My process was messy, real kitchen-table stuff:
- First, I ignored batting average for a bit. Focused purely on getting on base. Walks, hits, hit-by-pitch, whatever. Just, did the guy get on?
- Then, I looked at total bases. Not just singles. Doubles, triples, homers count for more, right? Stands to reason.
- Tried combining them. Just simple addition and multiplication, nothing elegant. On-base times total bases… divided by at-bats plus walks… I was just making formulas up, seeing what looked interesting.
It was clunky. I spent hours with a calculator and scrap paper. My made-up stats probably made no real sense half the time. I wasn’t trying to publish a paper, just satisfy my own curiosity. Does this guy really help the team score, or does he just look good doing it?
What Came Out Of It
Did I discover the next big thing? Nah. Of course not. But doing it myself, even badly, changed things. I started watching games differently. I paid more attention to walks. I noticed guys who hit for power but didn’t get on base much, and guys who seemed invisible but were always on first or second.

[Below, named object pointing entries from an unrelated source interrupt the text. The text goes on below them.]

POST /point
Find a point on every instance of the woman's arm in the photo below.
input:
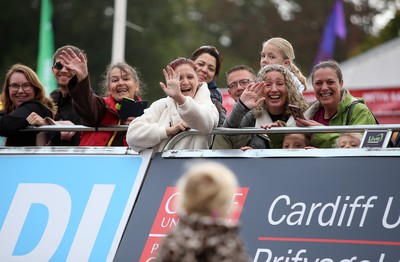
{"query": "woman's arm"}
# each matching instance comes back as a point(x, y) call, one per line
point(16, 120)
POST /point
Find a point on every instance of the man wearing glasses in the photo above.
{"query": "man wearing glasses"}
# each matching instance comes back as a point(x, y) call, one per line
point(237, 78)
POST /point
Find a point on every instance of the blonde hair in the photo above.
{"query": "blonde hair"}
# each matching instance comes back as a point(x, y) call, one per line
point(207, 189)
point(294, 97)
point(287, 51)
point(357, 136)
point(33, 79)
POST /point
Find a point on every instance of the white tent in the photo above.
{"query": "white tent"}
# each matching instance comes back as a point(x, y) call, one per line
point(375, 76)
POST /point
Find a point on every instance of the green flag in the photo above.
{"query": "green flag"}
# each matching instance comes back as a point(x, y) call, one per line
point(46, 47)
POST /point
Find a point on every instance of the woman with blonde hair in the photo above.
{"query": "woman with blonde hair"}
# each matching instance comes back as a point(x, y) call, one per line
point(23, 93)
point(279, 51)
point(264, 103)
point(203, 234)
point(187, 105)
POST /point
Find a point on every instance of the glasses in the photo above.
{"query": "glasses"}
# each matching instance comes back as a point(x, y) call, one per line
point(242, 83)
point(58, 65)
point(209, 47)
point(15, 87)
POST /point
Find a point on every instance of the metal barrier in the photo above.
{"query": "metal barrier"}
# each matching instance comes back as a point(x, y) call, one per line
point(227, 131)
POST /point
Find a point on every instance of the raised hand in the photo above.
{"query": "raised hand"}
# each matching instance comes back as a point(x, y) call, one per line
point(306, 122)
point(77, 65)
point(251, 96)
point(35, 120)
point(172, 86)
point(177, 128)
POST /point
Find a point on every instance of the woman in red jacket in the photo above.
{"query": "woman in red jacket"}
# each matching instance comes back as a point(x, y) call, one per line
point(121, 80)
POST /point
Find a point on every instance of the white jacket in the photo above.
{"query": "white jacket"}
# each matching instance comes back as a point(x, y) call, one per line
point(149, 130)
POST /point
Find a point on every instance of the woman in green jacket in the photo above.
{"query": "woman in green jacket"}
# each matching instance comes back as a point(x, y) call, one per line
point(332, 105)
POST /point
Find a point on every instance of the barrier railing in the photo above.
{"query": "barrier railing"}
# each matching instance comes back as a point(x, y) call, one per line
point(227, 131)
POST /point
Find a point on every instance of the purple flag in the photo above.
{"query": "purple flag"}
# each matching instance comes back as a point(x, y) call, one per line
point(334, 27)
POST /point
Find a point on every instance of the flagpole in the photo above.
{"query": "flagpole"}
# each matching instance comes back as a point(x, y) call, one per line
point(46, 47)
point(119, 28)
point(334, 27)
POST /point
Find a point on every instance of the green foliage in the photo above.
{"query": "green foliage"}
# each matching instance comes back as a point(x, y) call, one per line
point(173, 28)
point(392, 30)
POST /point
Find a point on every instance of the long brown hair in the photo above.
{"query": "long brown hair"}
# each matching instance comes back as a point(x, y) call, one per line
point(33, 79)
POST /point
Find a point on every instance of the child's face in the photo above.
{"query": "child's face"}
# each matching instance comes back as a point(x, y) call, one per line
point(346, 141)
point(293, 141)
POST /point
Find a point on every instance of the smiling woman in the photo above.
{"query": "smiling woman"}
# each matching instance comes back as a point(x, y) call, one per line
point(187, 105)
point(23, 93)
point(120, 80)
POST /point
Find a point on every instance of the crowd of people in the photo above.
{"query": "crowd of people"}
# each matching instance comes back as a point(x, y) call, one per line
point(193, 101)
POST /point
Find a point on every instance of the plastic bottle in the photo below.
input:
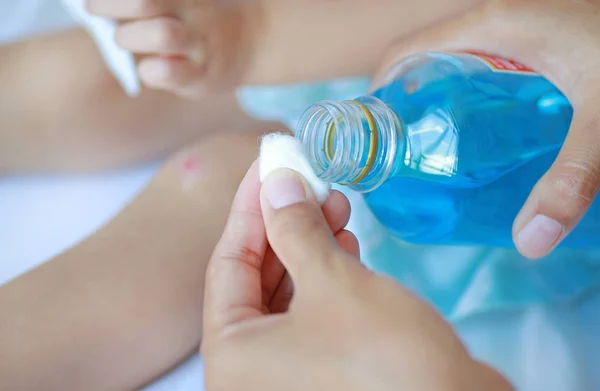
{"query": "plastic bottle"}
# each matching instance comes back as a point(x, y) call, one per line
point(449, 149)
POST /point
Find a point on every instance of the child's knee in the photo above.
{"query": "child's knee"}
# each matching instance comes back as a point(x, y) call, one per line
point(217, 164)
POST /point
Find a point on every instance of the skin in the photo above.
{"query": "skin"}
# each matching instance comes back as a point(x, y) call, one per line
point(570, 60)
point(124, 306)
point(216, 45)
point(130, 295)
point(277, 235)
point(82, 121)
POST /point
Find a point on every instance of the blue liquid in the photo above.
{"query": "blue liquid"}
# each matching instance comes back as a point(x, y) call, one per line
point(478, 140)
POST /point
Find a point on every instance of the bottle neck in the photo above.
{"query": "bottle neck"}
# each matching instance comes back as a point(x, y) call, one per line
point(352, 143)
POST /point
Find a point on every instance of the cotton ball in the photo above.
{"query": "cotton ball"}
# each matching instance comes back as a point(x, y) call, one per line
point(279, 150)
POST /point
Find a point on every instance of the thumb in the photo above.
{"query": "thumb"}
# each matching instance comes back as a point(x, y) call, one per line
point(296, 227)
point(562, 197)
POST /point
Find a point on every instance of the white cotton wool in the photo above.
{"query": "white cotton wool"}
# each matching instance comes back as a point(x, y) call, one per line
point(279, 150)
point(120, 62)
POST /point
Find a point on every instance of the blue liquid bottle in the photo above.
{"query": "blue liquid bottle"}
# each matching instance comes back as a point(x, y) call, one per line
point(448, 151)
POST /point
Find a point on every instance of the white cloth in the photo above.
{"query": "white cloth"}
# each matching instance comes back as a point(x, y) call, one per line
point(278, 150)
point(120, 62)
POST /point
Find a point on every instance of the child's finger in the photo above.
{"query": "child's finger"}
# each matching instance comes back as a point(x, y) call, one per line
point(132, 9)
point(164, 35)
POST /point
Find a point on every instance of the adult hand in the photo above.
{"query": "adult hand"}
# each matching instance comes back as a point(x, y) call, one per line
point(337, 327)
point(561, 40)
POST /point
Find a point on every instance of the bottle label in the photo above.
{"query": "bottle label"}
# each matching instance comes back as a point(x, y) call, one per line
point(498, 64)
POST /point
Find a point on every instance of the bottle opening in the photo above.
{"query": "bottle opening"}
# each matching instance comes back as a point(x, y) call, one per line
point(351, 143)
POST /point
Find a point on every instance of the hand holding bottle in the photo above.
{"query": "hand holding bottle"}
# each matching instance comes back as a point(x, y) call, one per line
point(191, 48)
point(338, 326)
point(560, 40)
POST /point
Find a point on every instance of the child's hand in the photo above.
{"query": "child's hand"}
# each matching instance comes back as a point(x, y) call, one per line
point(561, 40)
point(189, 47)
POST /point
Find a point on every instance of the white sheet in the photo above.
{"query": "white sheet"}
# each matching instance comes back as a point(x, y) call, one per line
point(540, 349)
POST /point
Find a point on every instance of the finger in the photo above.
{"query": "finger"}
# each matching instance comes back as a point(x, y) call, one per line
point(132, 9)
point(284, 292)
point(233, 280)
point(295, 224)
point(175, 74)
point(337, 213)
point(348, 242)
point(282, 296)
point(564, 194)
point(162, 35)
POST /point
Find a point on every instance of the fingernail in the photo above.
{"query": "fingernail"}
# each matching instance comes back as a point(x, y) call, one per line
point(539, 236)
point(284, 188)
point(197, 55)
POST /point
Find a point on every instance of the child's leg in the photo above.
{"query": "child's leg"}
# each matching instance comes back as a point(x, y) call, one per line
point(125, 305)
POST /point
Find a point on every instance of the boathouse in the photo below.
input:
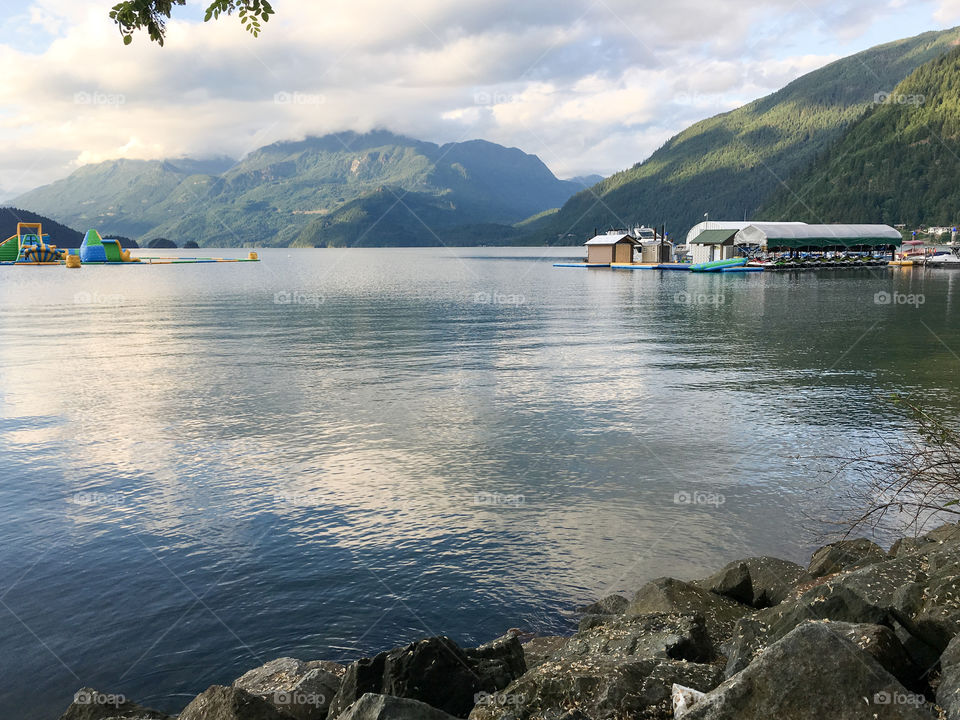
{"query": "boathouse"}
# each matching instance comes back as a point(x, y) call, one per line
point(611, 248)
point(772, 237)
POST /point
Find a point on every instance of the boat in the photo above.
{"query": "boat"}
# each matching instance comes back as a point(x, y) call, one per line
point(719, 265)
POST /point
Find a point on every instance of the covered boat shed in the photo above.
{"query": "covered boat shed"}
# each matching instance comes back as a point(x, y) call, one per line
point(611, 248)
point(711, 245)
point(775, 236)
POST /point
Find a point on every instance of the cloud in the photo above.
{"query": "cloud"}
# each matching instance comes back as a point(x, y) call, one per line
point(591, 86)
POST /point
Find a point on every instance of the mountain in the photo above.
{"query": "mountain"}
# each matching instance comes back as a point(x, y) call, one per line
point(321, 190)
point(60, 235)
point(732, 164)
point(898, 164)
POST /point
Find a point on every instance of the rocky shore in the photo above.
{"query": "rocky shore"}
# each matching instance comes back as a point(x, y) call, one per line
point(859, 633)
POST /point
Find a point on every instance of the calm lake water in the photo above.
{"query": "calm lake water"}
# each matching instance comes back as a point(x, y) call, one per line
point(334, 452)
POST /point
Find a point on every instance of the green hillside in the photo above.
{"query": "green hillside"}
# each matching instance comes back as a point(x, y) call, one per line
point(732, 164)
point(899, 164)
point(309, 192)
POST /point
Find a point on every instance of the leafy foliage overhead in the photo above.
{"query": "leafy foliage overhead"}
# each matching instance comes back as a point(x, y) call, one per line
point(152, 15)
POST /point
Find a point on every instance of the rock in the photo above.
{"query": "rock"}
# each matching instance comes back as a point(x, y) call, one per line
point(666, 595)
point(659, 635)
point(387, 707)
point(813, 672)
point(843, 555)
point(218, 702)
point(302, 690)
point(759, 582)
point(539, 650)
point(435, 671)
point(498, 663)
point(750, 636)
point(596, 688)
point(948, 692)
point(90, 704)
point(882, 645)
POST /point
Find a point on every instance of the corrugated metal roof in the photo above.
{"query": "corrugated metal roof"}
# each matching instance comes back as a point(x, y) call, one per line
point(818, 236)
point(715, 237)
point(611, 239)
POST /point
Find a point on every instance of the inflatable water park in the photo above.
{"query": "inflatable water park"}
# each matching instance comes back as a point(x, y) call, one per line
point(31, 246)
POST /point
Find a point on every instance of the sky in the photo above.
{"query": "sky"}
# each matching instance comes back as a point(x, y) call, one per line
point(590, 86)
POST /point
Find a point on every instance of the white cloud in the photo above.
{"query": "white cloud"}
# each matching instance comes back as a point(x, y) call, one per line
point(590, 86)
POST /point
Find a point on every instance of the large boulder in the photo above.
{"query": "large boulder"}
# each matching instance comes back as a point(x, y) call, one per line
point(948, 691)
point(659, 635)
point(596, 688)
point(541, 649)
point(759, 581)
point(303, 690)
point(387, 707)
point(90, 704)
point(435, 671)
point(498, 663)
point(667, 595)
point(844, 555)
point(228, 703)
point(813, 672)
point(885, 593)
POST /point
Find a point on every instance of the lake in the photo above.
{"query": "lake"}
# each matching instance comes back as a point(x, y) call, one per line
point(334, 452)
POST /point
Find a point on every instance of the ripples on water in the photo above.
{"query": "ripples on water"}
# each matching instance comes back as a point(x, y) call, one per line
point(196, 480)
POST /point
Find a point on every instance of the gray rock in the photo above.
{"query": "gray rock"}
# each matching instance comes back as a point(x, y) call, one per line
point(844, 555)
point(90, 704)
point(498, 663)
point(435, 671)
point(660, 635)
point(538, 650)
point(759, 582)
point(226, 703)
point(387, 707)
point(302, 690)
point(813, 672)
point(595, 688)
point(948, 691)
point(666, 595)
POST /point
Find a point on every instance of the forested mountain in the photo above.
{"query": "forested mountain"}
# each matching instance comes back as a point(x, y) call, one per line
point(899, 164)
point(732, 164)
point(326, 190)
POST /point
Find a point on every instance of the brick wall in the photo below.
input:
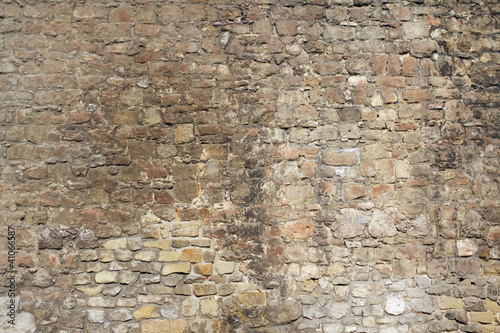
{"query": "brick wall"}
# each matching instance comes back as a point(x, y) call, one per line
point(260, 166)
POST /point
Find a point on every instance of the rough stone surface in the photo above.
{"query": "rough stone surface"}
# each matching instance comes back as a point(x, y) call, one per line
point(284, 313)
point(256, 166)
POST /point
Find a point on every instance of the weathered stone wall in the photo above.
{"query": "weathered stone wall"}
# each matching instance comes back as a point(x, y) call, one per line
point(259, 166)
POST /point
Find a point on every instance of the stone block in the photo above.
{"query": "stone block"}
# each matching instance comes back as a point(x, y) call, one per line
point(183, 267)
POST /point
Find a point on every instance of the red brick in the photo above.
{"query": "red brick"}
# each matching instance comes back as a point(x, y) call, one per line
point(164, 197)
point(287, 27)
point(410, 66)
point(354, 191)
point(379, 64)
point(121, 14)
point(339, 158)
point(301, 229)
point(395, 82)
point(417, 95)
point(389, 95)
point(191, 255)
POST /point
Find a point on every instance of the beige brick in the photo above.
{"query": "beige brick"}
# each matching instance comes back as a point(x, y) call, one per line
point(446, 302)
point(167, 256)
point(181, 267)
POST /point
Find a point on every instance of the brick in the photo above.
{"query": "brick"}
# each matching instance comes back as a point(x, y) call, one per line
point(287, 27)
point(121, 14)
point(417, 95)
point(301, 229)
point(339, 158)
point(191, 255)
point(183, 267)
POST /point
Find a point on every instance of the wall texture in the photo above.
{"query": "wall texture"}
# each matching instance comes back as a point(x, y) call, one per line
point(260, 166)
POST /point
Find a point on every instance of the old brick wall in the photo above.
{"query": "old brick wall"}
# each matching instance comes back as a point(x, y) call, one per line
point(259, 166)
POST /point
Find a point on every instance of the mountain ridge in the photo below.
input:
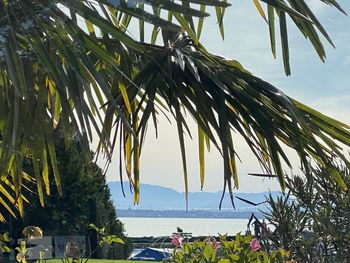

It wasn’t about agreeing with Bill James on every little detail. It was about the act of questioning the standard way. The act of digging into the numbers yourself, even if you’re just splashing around in the shallow end. You get a feel for it that reading an article just doesn’t give you.
Honestly, most of my little formulas were probably garbage. But the exercise? That was gold. Made me appreciate the guys who do figure this stuff out properly. And it definitely made arguing about baseball at the bar way more interesting. Gave me my own weird ammo, you know?
So yeah, that was my little adventure into that world. No grand discovery, just a guy poking around with numbers because the standard story didn’t quite add up. Worth doing, I reckon. Even if it’s just for yourself.